I literally was just texting Sonoya [Mizuno] on WhatsApp right now. Ken Jeong just texted me like, “Dude, congratulations!” He wrote the blurb on my book, Kevin Kwan wrote a blurb, and they were the first ones to do it. No questions asked. Nico Santos I’ve known from Bay Area stand-up, and he lives right by me so we hang out all the time. Jon Chu lives right by me. We’re actually like brothers and sisters. It’s not just like we’re Asians and we support the Asian organizations. We’re like the new Asian mafia.
What’s the role you’re playing in Crazy Rich Asians?

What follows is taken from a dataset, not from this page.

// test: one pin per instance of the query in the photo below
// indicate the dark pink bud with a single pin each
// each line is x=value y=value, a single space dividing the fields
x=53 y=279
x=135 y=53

I play Bernard Tai. He’s the fat asshole that throws the bachelor party. He’s literally fat. He’s the biggest asshole that nobody wanted to hang out with. He throws them the bachelor party and he’s in business with their dads. So I guess he’s a ladies’ man. That Versace robe that he’s wearing. Dude, he’d just always constantly have like five girls around him. [Shows a photo of himself in character on his phone.]
I know that guy.
Right, there’s a guy that’s like Versace everything. It was so fun playing that. But yeah, the pressure was just off. It’s not like, “Am I being too much of an asshole?” No. Because there’s a whole spectrum of us. I’m just an actor now. I’m not just one Asian actor to represent everyone. We can be funny; we can be romantic. It’s really like a coming-out party for us and it’s really fucking awesome. I made some lifelong friends, man. I found my creative people so I couldn’t be any happier.
What was it like to go back to Hong Kong after all those years?

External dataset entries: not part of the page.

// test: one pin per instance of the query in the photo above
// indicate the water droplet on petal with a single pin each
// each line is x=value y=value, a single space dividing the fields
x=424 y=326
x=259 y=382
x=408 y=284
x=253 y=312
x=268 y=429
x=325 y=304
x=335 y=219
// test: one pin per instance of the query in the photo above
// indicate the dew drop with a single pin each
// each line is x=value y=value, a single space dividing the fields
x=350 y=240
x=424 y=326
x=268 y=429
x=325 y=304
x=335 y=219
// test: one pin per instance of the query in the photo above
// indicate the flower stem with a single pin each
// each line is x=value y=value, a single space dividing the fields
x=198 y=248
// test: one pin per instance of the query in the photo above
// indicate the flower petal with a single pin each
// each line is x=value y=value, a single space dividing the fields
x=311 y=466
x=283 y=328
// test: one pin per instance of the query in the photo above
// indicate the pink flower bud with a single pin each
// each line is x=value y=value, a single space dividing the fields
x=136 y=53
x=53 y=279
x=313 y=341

It’s crazy. I didn’t want to go back, because I was scared that my childhood memories was gonna get ruined. It was a pretty happy childhood, and Hong Kong was like the perfect place looking back. But when I went back, it was just this sense of peace. Not that people look at me weirdly here, but there’s still something. You’re not the norm. If I go eat in Chinatown, people will be like, “Oh you’re being a fucking stereotype,” but in Hong Kong, I’m just a guy eating lunch. It’s just a sense of ease, like I felt like a white person in America for the first time. And it felt fucking good.
Do you ever wonder what your life would have been like if you stayed?
I thought about that. I think I would not be taking this many chances. The pursuit of artistry or taking a risk to be an actor or stand-up, it’s like you’re not content. I think if I just stayed in Hong Kong, I’d be a lot more content. And my family would have stayed together in Hong Kong and I could have worked a finance job and probably found a lot of contentment and happiness in my family and my friends. But I was so uprooted when I immigrated that I felt like I needed to find something else to fulfill this deep dark hole that’s inside of me. It’s like dislocation trauma. Especially this young, everything’s gone and then you have to start over. That’s why people become stand-up comedians. Normal people don’t become stand-up comedians.
This interview has been edited and condensed.